Similarly, he added, the French SFCN, receives French state aid.
So if Sea Malta is merged with Gozo Channel, he argued, the resulting shipping line would be able to carry on both the internal shipping connections between Malta and Gozo and also Malta’s international links, and obtain State aid in addition. “We can do it like the Italians and the French do,” Dr Farrugia said.
He added that Sea Malta’s accumulated losses over the past six or seven years amount to some Lm6 million. But this government has been in office since 1987, bar 22 months, so why was the situation not redressed earlier and restructuring done in time he asked.
If there are any excess workers, and he personally feels there may be, this is the fault of two ministers who give employment to people there on the eve of every election.
Dr Farrugia also claimed that the losses can also be ascribed to wrong ministerial decisions. When the Maltese Falcon or the Malta Express need some repairs, they get quotations from ship-repairing yards all over the Mediterranean, such as Palermo or Trapani, but then the minister orders that the repairs be carried out at the dockyards in Malta.
An agreement between Sea Malta and the Grimaldi Lines stipulates that each can only carry up to 80 per cent of the market share from Genoa. This is where most of Malta’s raw material, such as cloth for jeans, iron, spare parts and other raw material, comes from. This is a very good arrangement, he agreed, but this is possible only between two national lines. It does not seem that such an agreement would be possible with a private line and could mean that Malta would lose its competitive edge even more on its links to mainland Europe.
The other route utilised by Sea Malta, the one from Marseilles, was scathingly described by Dr Farrugia as “empty ships with just one or two containers, containing hamburgers”.
He claimes that there is a major scandal involving duty free fuel which is being carried out under the noses of the authorities in Maltese territorial waters and even in Grand Harbour!

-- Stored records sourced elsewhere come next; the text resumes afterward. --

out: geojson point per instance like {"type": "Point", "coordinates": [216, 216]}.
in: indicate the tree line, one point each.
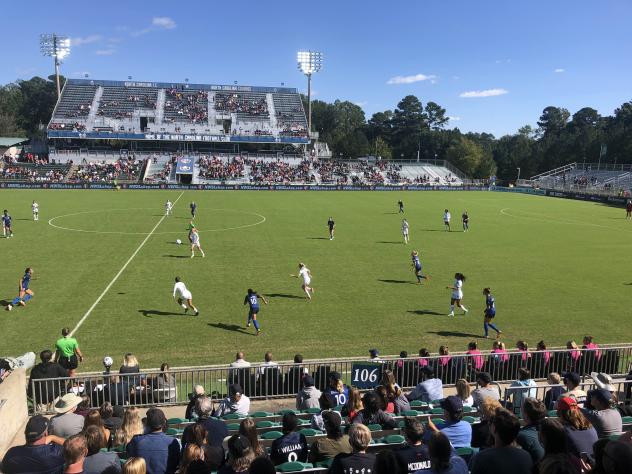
{"type": "Point", "coordinates": [411, 129]}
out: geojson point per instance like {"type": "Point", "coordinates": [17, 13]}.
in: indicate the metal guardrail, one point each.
{"type": "Point", "coordinates": [152, 387]}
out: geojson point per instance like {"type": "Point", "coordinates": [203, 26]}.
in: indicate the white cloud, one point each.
{"type": "Point", "coordinates": [85, 40]}
{"type": "Point", "coordinates": [163, 22]}
{"type": "Point", "coordinates": [157, 23]}
{"type": "Point", "coordinates": [483, 93]}
{"type": "Point", "coordinates": [411, 79]}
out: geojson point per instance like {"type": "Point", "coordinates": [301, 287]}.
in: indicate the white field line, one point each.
{"type": "Point", "coordinates": [120, 272]}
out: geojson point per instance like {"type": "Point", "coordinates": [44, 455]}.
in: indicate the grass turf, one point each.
{"type": "Point", "coordinates": [559, 269]}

The government knows about this, he claimed, but is doing nothing about it. He declared that bunkering ships anchoring near or in territorial waters are supplying duty free fuel to those who should not get it, even private yachts, small ships from Sicily, catamarans and others. This is losing the government, at a conservative estimate, he said, at least Lm0.5 million a year in duty. This is money which could be used to shore up both Gozo Channel and Sea Malta. The only sales of duty free fuel that can be allowed now that Malta is in the EU, should be to ships travelling in international waters and not to ships or vessels sailing between EU nations.
Another argument against the dismantling of Sea Malta concerns the national shipping line’s past relations with mariners. Over the past years, all the people who trained as ship captains or in the various other fields of sea service, especially at the proper MCAST college, worked and were subsidised by Sea Malta, including all the captains at Gozo Channel and those employed in the pilotage and bunkering trades. Would a private owner be bothered with such a social responsibility, he asked.
Finally, in case of war in the Mediterranean, would a private ship owner bother to risk his ships and continue servicing Malta, or would Malta end up cut off from the rest of Europe?
All this, Dr Farrugia said at the end, should not be construed as any criticism of the Sea Malta chairman or her board. On the contrary, all through, they did what was right. However, he questioned this sudden hurry to sell the shipping line and who stands to benefit from the shipping line’s privatisation.